Ce qui est appréciable en premier lieu, c’est l’ambiance. Il paraît presque naturel de vivre dans un univers comme celui là, dans lequel on est immédiatement immergé sans s’embarrasser d’explications du genre « alors un jour l’homme a commencé à envahir l’espace et à coloniser les planètes etc…. ». L’histoire du comment-on-en-est-arrivés-là fait à peine l’objet de commentaires disséminés ça et là, tant on se concentre sur le récit. Et quel récit !
Placé sous le signe de Freud et de l’analyse du rêve et de sa nature, plus encore qu’une enquête, c’est une épopée pleine de rebondissements et bourrée de personnages pour certains extrêmement développés et charismatiques. La société est différente de la nôtre par nature mais ressemblante par essence : les humains restent humains et des faits culturels qui nous sont familiers existent toujours, adaptés à cet univers : tractations politiques, extrémisme religieux, conventions, sciences, recherche du confort ou des sensations fortes… Dans un espace immense colonisés par des milliards d’humains, on retrouve une culture à échelle humaine dans laquelle, finalement, nous ne sommes pas complètement dépaysés.
Mieux, on a affaire à un auteur extrêmement cultivé et inventif qui n’hésite pas à étaler ses connaissances en religions et mythologies, qu’il malmène au passage, et parsème son action de récits dans le récit, développant à l’envie le contenu des nombreuses céphalopommes absorbées par les personnages au cours de leur voyage, racontant par des résumés le contenus de dizaine d’histoires potentielles de tous genres (ce qui vous fait regretter que le média n’existe pas, tout en sachant à quel point il est dangereux).
J’aurais adoré vivre là bas, goûter aux céphalopommes, aller prendre un verre au Sanctuaire de la Nostalgie Spirituelle, jouer au billard psychique, assister à une convention frêvophile pour y croiser des buveurs de sang et visiter les paradisiaques planètes de vacances…

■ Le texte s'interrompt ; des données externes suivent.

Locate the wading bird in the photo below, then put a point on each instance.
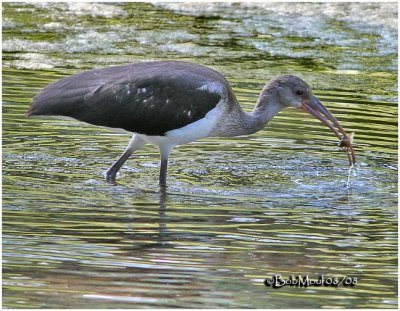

Je n’ai pas grand-chose à reprocher à l’histoire en elle même, que j’ai dévorée bien qu’elle soit finalement classique dans sa conception, et dont la réussite doit beaucoup, je le redis, à l’immersion dans son univers. Suivre les aventures de Quinjin et de son entourage, c’est dévoiler à chaque fois un nouvel environnement, une nouvelle planète, de nouvelles personnes qu’on prend plaisir à apprécier, admirer ou détester, un nouvel aspect d’une société familière aux multiples visages… . L’ensemble tient bon, traite de sujets sensibles allant de la religion voire secte (selon la bonne habitude de l’auteur de mettre à mal le principe de la croyance) au rôle des médias dans la diffusion d’idées pas toujours jolies jolies sans pour autant tomber dans la polémique. Peut être même est-ce une satire de la société actuelle, bien dissimulée sous tout le reste.
Mon seul regret a été la fin, de type très « happy endding » mais surtout trop vite expédiée et qui m’a laissé une sensation de manque, de pas assez…. Je suppose que c’est pour ça que je le relis tout le temps…

Parce que je suis une très grande fan, et que ce livre n’est pas un livre mais un voyage, je lui accorde exceptionnellement la note de 19/20.

Un extrait :
«(…) « Ce soir, nous offrons à Baptizer un verre au Sanctuaire de la Nostalgie Spirituelle. Il désire rencontrer mes clients en personne.
– Le Sanctuaire de la Nostalgie Spirituelle ! » La ferveur de la voix de Lilit, son chapelet d’exclamations inexprimées, étaient parfaitement compréhensibles : le Sanctuaire de la Nostalgie Spirituelle était à l’époque le restaurant le plus célèbre de la planète Zahrim.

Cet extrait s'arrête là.